File metadata and controls

127 lines (85 loc) · 4.46 KB

Some helper scripts for interacting with the Cromwell server.

pull_outputs.py

pull_outputs.py will query a Cromwell server for the outputs associated with a workflow, and download them. For details on usage, see python3 scripts/pull_outputs.py --help.

Requirements to run this script:

  • able to reach the Cromwell server's endpoints
  • authenticated by Google
  • authorized to read files from specified GCS bucket

cloudize-workflow.py

cloudize-workflow.py will accept a workflow, its inputs, and a GCS bucket, and prepare a new inputs file to run that workflow on the cloud. The script assumes the workflow definition is cloud-ready, the file parameters in the input file are all available, and you have access to upload to a GCS bucket. For details on usage, see python3 scripts/cloudize-workflow.py --help

Requirements to run this script:

  • access to read all file paths specified in workflow inputs
  • authenticated by Google
  • authorized to write files to specified GCS bucket

submit_workflow.sh

This script is the least user-ready script but it's still available as-needed. It's essentially just composing the steps "zip the workflow dependencies" and "POST to the server with curl". Recommendation is not to use this script directly until a more user-friendly version is made, but modify or extract from it what is needed to zip workflow dependencies for your case.

It's current iteration is expected to be used as follows

Given the location of a workflow definition, perform a zip on a pre-defined location for WDL workflows (ANALYSIS_WDLS), then curl with those inputs, the newly generated zip, and a pre-defined WORKFLOW_OPTIONS file.

estimate_billing.py

This script generates a JSON file which estimates the cost of a workflow run. Takes both a root workflow_id to estimate, and a path to a directory with a pile of JSON files named <workflow_id>.json.

Example call here

python3 estimate_billing.py $WORKFLOW_ID /local/path/to/metadata > costs.json

The above call expects you'd have local copies of the metadata JSON files at /path/to/dir/of/metadata.
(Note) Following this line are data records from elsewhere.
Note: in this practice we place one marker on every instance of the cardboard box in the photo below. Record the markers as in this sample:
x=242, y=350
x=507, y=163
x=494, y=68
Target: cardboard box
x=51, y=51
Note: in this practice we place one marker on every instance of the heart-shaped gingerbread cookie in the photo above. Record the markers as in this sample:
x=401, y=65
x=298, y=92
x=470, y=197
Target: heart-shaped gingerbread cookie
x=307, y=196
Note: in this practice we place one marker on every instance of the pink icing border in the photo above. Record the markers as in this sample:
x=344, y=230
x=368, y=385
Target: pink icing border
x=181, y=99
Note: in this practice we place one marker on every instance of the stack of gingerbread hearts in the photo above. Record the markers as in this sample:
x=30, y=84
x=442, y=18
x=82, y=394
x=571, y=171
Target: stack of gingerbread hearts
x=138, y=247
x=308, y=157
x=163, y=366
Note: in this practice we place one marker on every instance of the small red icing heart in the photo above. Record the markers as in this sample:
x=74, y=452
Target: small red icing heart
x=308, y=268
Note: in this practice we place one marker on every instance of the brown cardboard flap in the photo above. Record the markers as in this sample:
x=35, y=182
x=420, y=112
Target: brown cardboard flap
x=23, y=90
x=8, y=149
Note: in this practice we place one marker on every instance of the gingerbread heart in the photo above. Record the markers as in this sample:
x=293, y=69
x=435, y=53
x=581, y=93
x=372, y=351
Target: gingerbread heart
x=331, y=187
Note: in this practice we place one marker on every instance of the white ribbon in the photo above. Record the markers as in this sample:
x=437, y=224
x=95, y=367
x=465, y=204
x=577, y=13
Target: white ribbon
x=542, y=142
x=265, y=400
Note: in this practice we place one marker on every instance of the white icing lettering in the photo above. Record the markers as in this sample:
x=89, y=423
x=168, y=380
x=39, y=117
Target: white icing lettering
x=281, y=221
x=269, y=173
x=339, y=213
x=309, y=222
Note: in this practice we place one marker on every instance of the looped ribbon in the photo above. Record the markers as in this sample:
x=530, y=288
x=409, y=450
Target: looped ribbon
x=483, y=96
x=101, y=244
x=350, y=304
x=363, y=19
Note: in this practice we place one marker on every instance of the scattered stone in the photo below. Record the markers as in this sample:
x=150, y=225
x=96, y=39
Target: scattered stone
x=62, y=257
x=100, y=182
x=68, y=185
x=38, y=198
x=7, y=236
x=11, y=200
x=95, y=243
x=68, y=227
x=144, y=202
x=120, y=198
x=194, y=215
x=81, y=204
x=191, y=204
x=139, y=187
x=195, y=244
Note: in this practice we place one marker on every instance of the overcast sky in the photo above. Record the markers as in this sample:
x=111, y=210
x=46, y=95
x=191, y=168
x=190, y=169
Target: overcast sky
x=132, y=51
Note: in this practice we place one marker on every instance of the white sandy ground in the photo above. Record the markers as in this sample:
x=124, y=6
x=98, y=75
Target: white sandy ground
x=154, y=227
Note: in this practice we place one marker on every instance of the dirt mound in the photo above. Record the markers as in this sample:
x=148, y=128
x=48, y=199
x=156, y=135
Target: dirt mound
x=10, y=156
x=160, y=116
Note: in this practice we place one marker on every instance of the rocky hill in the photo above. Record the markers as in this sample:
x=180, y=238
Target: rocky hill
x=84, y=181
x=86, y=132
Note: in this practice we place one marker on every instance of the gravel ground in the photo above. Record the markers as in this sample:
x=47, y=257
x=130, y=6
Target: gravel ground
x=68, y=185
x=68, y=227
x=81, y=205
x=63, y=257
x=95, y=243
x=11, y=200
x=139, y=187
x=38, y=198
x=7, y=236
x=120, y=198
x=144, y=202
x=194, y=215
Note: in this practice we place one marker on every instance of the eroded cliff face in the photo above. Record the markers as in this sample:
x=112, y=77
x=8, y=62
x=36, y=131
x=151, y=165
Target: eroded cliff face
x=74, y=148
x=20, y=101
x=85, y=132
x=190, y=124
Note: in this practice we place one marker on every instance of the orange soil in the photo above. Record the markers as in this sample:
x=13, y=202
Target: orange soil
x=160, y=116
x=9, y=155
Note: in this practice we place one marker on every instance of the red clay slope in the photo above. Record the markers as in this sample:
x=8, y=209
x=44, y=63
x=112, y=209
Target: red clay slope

If you don't have that, and it's in a GCS bucket, you can use the GCS path. It'll be slower, but still work.

python3 estimate_billing.py $WORKFLOW_ID gs://bucket/path/to/metadata > costs.json

Alternatively, just download them locally first.

gsutil cp -r gs://bucket/path/to/metadata /local/path/to/metadata

These are generated with persist_artifacts.py which saves them both locally and in GCS. estimate_billing.py works for either local or GCS paths, but if you want to run multiple times you should probably get local copies first and run them on that.

Estimation is done by crawling the metadata.json files of the root workflow, and any of its subworkflows, to find the VM characteristics for each call. Cost of a task is roughly

(cost_vm_cpu + cost_vm_ram + cost_disks) * duration

Outputs to stdout in JSON format. You'll want to call with > costs.json or similar. Each workflow has its total cost, start/end times, duration, and its calls (tasks + workflows) costs. Each task has its total cost, start/end times, duration, machine type, disks, and prices.

See the Google docs for pricing information

costs_json_to_csv.py

This is both a top-level and a helper script for estimate_billing.py.

Used at the top level, it'll take in an input JSON file containing workflow costs, generated by estimate_billing.py, and spit a CSV-formatted version of the task costs within that workflow to stdout.

python3 costs_json_to_csv.py costs.json > costs.csv

This functionality is also wrapped into estimate_billing.py under the --csv flag.

python3 estimate_billing.py $WORKFLOW_ID /local/path/to/metadata --csv > costs.csv

I'd still run these separately just to have both, but if you're only after the CSV this may be more convenient.

cost_script.py

Takes the output of costs_json_to_csv.py and collapses tasks that have been split into shards, giving one cost for the entire task. It outputs a csv labeled costs_report_final.csv.

Use as follows-

python3 /opt/scripts/cost_script.py costs.tsv

Troubleshooting scripts

Some scripts use the logging library for status updates. The scripts that do this can have their logging level changed by setting environment variable LOGLEVEL to one of DEBUG, INFO, WARNING, ERROR, depending on your need. Default value is INFO.